Dopo le misure che negli anni scorsi hanno permesso di migliorare la situazione del sovraffollamento dei nostri istituti di pena e uscire così dal regime sanzionatorio dell`Unione Europea,ora i numeri segnalano un nuovo progressivo aumento della popolazione carceraria.
Cosa sta succedendo?
«L`aumento è dovuto alla crescita significativa degli accessi nelle strutture carcerarie legata ad una forte attività di contrasto della criminalità delle forze di polizia. Però va segnalato che il sistema ha tenuto.Essenzialmente per tre ragioni: l`aumento del ricorso alle pene alternative, quello del numero dei detenuti tossicodipendenti affidati alle comunità e quello dei posti disponibili. I detenuti sono di più ma sono di più anche posti disponibili nelle strutture: nel 2013 erano 45mila, oggi sono 50.200 e aumenteranno di ulteriori 800 unità nei prossimi mesi arrivando così a quota 51mila con un numero di detenuti che si è più o meno assestato sui 54mila contro i 65mila del 2013».
Nessun allarme, quindi?
«In definitiva possiamo dire che se è vero che esiste un trend di crescita nel numero dei reclusi è altrettanto vero che questa tendenza non mette a rischio la tenuta del sistema. Occorre però anche ammettere che pur avendo oggettivamente migliorato le condizioni generali, a fronte di un aumento costante degli accessi non abbiamo raggiunto il punto di equilibrio a cui invece puntiamo ad arrivare innalzando il numero dei posti negli istituti, aumentando il numero dei detenuti tossicodipendenti affidati alle strutture riabilitative, perseguendo con determinazione l`attività di rimpatrio dei reclusi stranieri e lavorando all`utilizzo delle colonie agricole».
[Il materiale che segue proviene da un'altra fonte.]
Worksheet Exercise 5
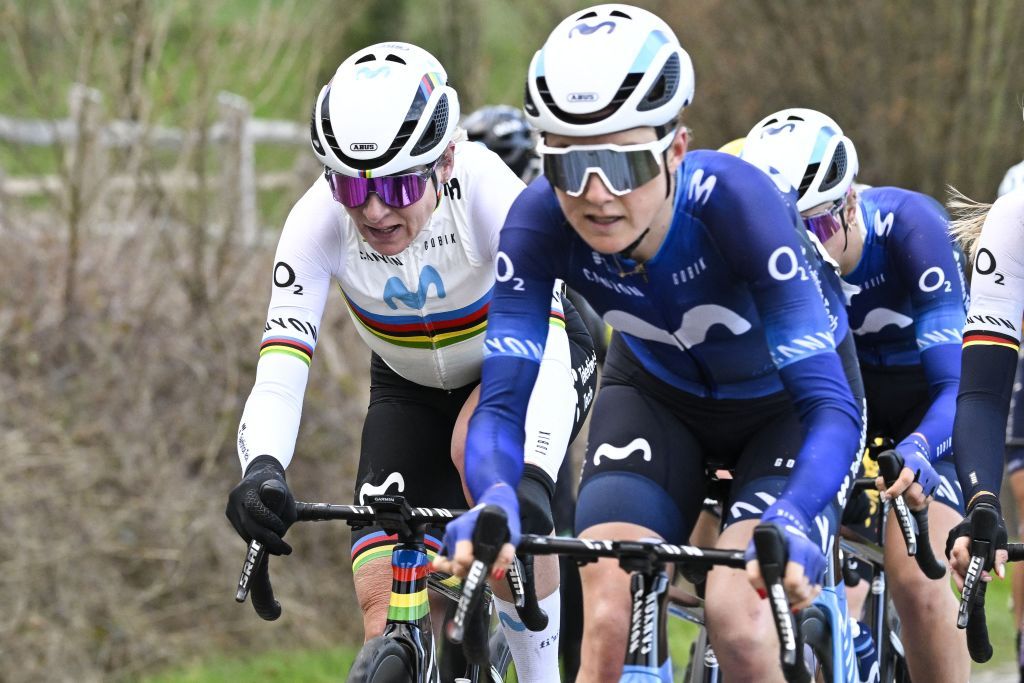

La delega per la modifica dell`ordinamento penitenziario è ferma da qualche mese, assieme alla riforma della Giustizia, al Senato. A cosa aspirano le nuove norme?
«Il nostro proposito è di insistere sulla forte accentuazione del carattere riabilitativo della pena. Non solo per aderire al dettame costituzionale ma anche come strumento per realizzare sicurezza. Abbiamo un sistema penale che costa ogni anno ai contribuenti 3 miliardi di euro eppure siamo costretti a registrare tassi di recidiva fra i più alti d`Europa. Il nostro obiettivo è di procedere per garantire una vera attività trattamentale che guardi non solo al momento dell`accesso negli istituti ma anche e soprattutto a quello dell`uscita. E la chiave di volta di questo ragionamento è la personalizzazione del trattamento,perché noi oggi abbiamo un carcere che tratta detenuti con profili diversi tutti allo stesso modo. E in questo maniera non riusciamo sempre a ottenere risultati seri in fatto di riabilitazione. Invece dobbiamo lavorare sul fronte della personalizzazione, aumentando la responsabilizzazione del detenuto e garantendo così l`accesso ai benefici in base ai comportamenti positivi tenuti nel corso dell`esecuzione della pena. Penso al lavoro o allo studio, ad esempio. Il sistema oggi, invece, produce una infantilizzazione che deresponsabilizza il detenuto e non produce effetti accettabili sulla riabilitazione».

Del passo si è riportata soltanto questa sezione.